Stephenson’s Bar-B-Q
11964 N.C. 50, Willow Spring. 919-894-4530.
It seems that Stephenson’s hides in plain sight, halfway between the state capital in Raleigh and the edge of Eastern North Carolina, caught in between the barbecue road trips and the lunch-hour hot spots. This historic pit in Johnston County dates back to the 1950s, when a hog farmer decided there was more money to be made in barbecue. Today, Andy Stephenson stokes the fire his father started, doing just about everything there is to do the hard way. The pork shoulders are smoked very slowly over coal — eight hours is never enough. The fries are hand-cut, the hushpuppies not quite round and light as can be, and the finely chopped slaw is a perfect sweet-and-sour note against perfectly seasoned and sauced pork.
Sweet Lew’s BBQ
923 Belmont Ave., Charlotte. 980-224-7584 or sweetlewsbbq.com
Former fine dining chef Lewis Donald saw most Charlotte diners driving out of town for their barbecue cravings. Sweet Lew’s is his way of asking folks to stay home. Within Charlotte’s new school barbecue scene Sweet Lew’s stands out for all-wood smoking and chef’ed up specials. Sweet Lew’s acknowledges the proximity of South Carolina and its own barbecue traditions by including a mustardy barbecue sauce alongside vinegar and tomato-based options, and serves a BBQ hash, historically made with pork and liver, but here with smoked pork and brisket, and like any good hash or stew, the trimmings of whatever is around.
Switzerland Cafe
9440 N.C. 226A, Marion. 828-765-5289 or switzerlandcafe.com
This mountain lodge of a restaurant in the far western part of the state is perhaps the only historic pit in North Carolina that’s practically hidden within a traditional family restaurant. Situated in the hairpin corner of a steep switchback, Switzerland Cafe cooks most of its menu in its all-wood smokehouse, from the famed pork shoulders to the mountain trout.
Thig’s BBQ House
1722 Catherine Lake Road, Jacksonville. 910-262-1136 or thigsbbq.com.

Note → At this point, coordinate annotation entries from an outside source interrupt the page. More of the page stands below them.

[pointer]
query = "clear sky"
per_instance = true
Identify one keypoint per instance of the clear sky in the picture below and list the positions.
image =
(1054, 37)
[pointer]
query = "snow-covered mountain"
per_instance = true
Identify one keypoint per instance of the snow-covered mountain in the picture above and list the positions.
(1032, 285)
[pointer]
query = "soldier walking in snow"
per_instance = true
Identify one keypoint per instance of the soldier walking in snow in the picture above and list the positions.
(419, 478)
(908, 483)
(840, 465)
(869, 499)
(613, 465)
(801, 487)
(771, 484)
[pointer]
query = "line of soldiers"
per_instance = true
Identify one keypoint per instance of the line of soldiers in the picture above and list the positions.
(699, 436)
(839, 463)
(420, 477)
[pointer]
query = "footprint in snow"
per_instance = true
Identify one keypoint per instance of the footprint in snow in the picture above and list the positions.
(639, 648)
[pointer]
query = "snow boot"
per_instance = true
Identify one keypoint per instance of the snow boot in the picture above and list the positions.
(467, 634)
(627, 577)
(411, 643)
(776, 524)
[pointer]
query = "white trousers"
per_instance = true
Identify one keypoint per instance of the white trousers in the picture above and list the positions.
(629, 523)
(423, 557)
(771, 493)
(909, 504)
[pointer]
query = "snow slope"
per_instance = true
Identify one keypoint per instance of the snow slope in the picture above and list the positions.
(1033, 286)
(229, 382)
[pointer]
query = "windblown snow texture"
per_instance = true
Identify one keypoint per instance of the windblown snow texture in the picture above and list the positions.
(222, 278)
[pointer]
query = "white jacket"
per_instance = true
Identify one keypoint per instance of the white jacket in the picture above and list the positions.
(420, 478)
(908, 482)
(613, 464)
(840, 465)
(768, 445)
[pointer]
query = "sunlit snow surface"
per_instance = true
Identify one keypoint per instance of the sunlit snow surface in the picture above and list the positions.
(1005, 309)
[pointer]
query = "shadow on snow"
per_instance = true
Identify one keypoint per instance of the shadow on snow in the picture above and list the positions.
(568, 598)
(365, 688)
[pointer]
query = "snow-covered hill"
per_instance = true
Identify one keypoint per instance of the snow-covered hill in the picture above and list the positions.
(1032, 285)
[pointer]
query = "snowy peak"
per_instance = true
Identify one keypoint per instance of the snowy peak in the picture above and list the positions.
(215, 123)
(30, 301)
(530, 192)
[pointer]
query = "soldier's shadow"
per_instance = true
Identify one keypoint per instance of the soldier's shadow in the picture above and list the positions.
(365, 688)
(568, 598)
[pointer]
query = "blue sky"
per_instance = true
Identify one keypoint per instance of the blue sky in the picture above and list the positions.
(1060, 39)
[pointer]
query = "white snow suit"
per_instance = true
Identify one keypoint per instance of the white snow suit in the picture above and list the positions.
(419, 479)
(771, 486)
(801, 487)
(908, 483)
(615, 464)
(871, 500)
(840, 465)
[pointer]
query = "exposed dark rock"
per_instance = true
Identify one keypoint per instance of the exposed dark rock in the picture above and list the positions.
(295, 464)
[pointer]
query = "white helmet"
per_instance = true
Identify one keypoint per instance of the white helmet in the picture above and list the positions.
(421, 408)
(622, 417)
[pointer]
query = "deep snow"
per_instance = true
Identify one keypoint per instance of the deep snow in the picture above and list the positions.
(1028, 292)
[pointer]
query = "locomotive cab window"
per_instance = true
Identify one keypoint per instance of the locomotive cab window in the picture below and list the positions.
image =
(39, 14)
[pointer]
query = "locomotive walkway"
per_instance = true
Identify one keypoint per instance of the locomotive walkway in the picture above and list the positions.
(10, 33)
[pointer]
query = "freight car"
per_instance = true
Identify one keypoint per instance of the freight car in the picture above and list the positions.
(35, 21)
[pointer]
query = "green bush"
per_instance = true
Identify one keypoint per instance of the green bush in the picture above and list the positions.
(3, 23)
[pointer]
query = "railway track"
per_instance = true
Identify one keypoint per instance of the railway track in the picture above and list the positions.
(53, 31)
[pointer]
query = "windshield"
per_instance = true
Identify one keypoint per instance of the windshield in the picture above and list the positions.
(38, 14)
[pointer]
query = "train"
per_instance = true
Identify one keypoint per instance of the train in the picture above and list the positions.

It took Thig’s three years to reopen and recover from a pre-pandemic fire, but the 34-year-old restaurant got by as a barbecue food truck. In this coastal military town, Thig’s serves chopped pork sauced with vinegar, but it’s not a traditional barbecue spot. You’ll find flatbread pizza and lumpia among the snacks.
Troutman’s
18466 N.C. 109, Denton. 336-859-2206
Now in his early 80s, founder Jimmy Troutman has worked in restaurants since he was 15, eventually opening Troutman’s Barbecue in 1970. The nights pass slowly and the decades pass quickly in barbecue, and Troutman hopes to see his Lexington-style restaurant make it to the century mark. That’s a rare feat even in North Carolina barbecue, but it could be possible in Troutman’s case. The restaurant is already in the hands of Jimmy’s daughters, Heather and Jamie, and staffed by the larger Troutman family. This fall, Jimmy Troutman will be inducted into the Barbecue Wall of Fame in Lexington.
Wilber’s BBQ
4172 U.S. 70, Goldsboro. 919-778-5218 or wilbersbbq.com
The Wilber’s story could have gone a different way and North Carolina would have lost one of its most beloved and historic barbecue restaurants. Instead, a group of fans and investors who grew up on its whole hog barbecue swooped in four years ago and plucked it from bankruptcy, spent a fortune rebuilding its pit and reopened Wilber’s amid a global pandemic. Today it endures and enjoys a new wave of popularity, serving the same style of pork, but with trendy additions like brisket and beer.